Right after dissolving the Independence Club and People's Joint Association by force, Gojong sought to design his new cabinet with conservative politicians. Liberal officials, such as Min Young-hwan, Han Kyu-seol, Yi Hak-gyun, and Yi Jong-geon, received their dismissal, while conservative counterparts experienced rise to the power: Shim Sang-hun as the Uijeongbu Chanjung, Yu Gi-hwan as the Minister, Min Young-gi as the Minister of Economy, Shin Gi-sun as the Minister of Education, Min Byeong-seok as the Minister of Military, and Yi Gi-dong as the 1st Siwi Regiment 1st Battalion commander. Furthermore, many Bobusangs were integrated into the officialdom, that 46 Bobusangs received position in the officialdom; this rise of Bobusangs was a torment for commoners who suffered from their tyranny as local officials.

Even though the Independence Club was banned, reforms were not stopped and the Gwangmu Reform continued. Conservative or left of center Politicians such as Min Young-hwan, Han Kyu-seol, Yi Yong-ik, Shim Soon-taek, Yun Ung-nyeol, and Shim Sang-hun led the reforms. Among these ministers, Yun Ung-nyeol. Yi Yong-ik and Shim Sang-hun were hated by the former members of the Independence Club. These officials tried to reform the country conservatively. The new cabinet formed with conservative politicians wanted to strengthen the power of the emperor. This required more taxes from the citizens. As a result, many minor taxes that were abolished by Kabo Reform were revived. These increased taxes enabled the Imperial Government to be rich enough to perform reform.

The new cabinet also emphasized the independence of the country, leading to the enlargement of the Imperial Korean Army. Colonel Dmitry Putyata and some officers were sent from Russia to Korea. However, Putyata had conflicts with Min Young-hwan, who was the former ambassador to Russia. He returned to Russia on 26 November 1897 after assisting in the modernizing of the army. In 1898, 10 more battalions were formed. By sending troops, the empire tried to protect its people. Jinwidae forces were deployed in Jiandao, where many Koreans lived. The new cabinet also wanted to establish a modern navy by buying ships with KIS Yangmu being the first ship to be bought, for only 451,605 won.

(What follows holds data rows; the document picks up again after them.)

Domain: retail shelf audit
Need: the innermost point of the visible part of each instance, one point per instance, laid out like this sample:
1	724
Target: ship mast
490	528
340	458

The government tried to industrialize the country by sending many students abroad to learn modern skills. Many new technologies were brought in to Korea and many companies were established. Formalizing land ownership records also enabled better land tax collection. These reforms were able to bring changes to the Korean Empire that made the country richer and stronger.

Moreover, land system reforms were initiated to establish a proper land ownership. Under the leadership of Minister of Interior Bak Jeongyang, and Minister of Agriculture and Industry Yi Tojae, land system reforms were purposed in June 1898. The new system not only included the land or house itself but also the surroundings of the land. As only 4 out of 10 ministers agreed with the proposal, it did not pass. However, when Gojong reviewed this cabinet conference, he ordered the reform proposal to proceed regardless.

==== Foreign affairs ====
One of the key problems of the Korean Empire was its foreign affairs. Despite its official neutrality, the country had many policies that favored the Russian Empire. Russia frequently intervened in Korea and many of Korea's natural resources were sent to Russia.

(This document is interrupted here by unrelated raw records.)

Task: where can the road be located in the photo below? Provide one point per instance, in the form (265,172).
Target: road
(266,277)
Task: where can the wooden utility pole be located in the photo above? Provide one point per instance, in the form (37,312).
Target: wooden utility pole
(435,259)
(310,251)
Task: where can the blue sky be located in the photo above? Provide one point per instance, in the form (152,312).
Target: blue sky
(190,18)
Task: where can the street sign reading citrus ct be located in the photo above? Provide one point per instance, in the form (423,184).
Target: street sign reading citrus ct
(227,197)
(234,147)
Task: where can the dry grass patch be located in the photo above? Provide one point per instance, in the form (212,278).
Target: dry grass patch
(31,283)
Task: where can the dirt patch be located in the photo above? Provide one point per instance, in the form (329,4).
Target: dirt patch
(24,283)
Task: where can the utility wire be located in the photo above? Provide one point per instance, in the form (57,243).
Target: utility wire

Historians are still unsure what Russia's true intentions were towards Korea at the time. According to a dispatch sent from Shanghai, Russia tried to make the Korean Empire a protectorate of the Russian Empire. But Tsar Nicholas II himself did not desire colonizing Korea. In 1901, Nicholas told Prince Henry of Prussia, "I do not want to seize Korea but under no circumstances can I allow Japan to become firmly established there. That would be a casus belli."

=== Taft-Katsura Agreement and the Russo-Japanese War ===
Before the Russo-Japanese War, Korea tried to show its neutrality to different Western countries. On 27 January 1904, Russia, France, Germany, and the United Kingdom formally commended Korea's declaration of neutrality.

Later that year on August 22, the first treaty between Japan and Korea, known as the First Japan–Korea Convention, was signed. This allowed the creation of a Japanese garrison in Korea, the Japanese Korean Army. The Taft–Katsura Agreement (more appropriately known as the Taft–Katsura Memorandum) was issued on July 17, 1905. It was not actually a secret pact or agreement between the United States and Japan, but rather a set of notes regarding discussions on U.S.-Japanese relations between members of the governments of both countries, hence its more appropriate name memorandum. The Japanese Prime Minister Taro Katsura used the opportunity presented by Secretary of War William Howard Taft's stopover in Tokyo to extract a statement from Taft on the Korean question, in his capacity as a representative of the Roosevelt Administration. Taft expressed in the memorandum that a suzerain relationship with Japan guiding Korea would "contribute to permanent peace in the Far East."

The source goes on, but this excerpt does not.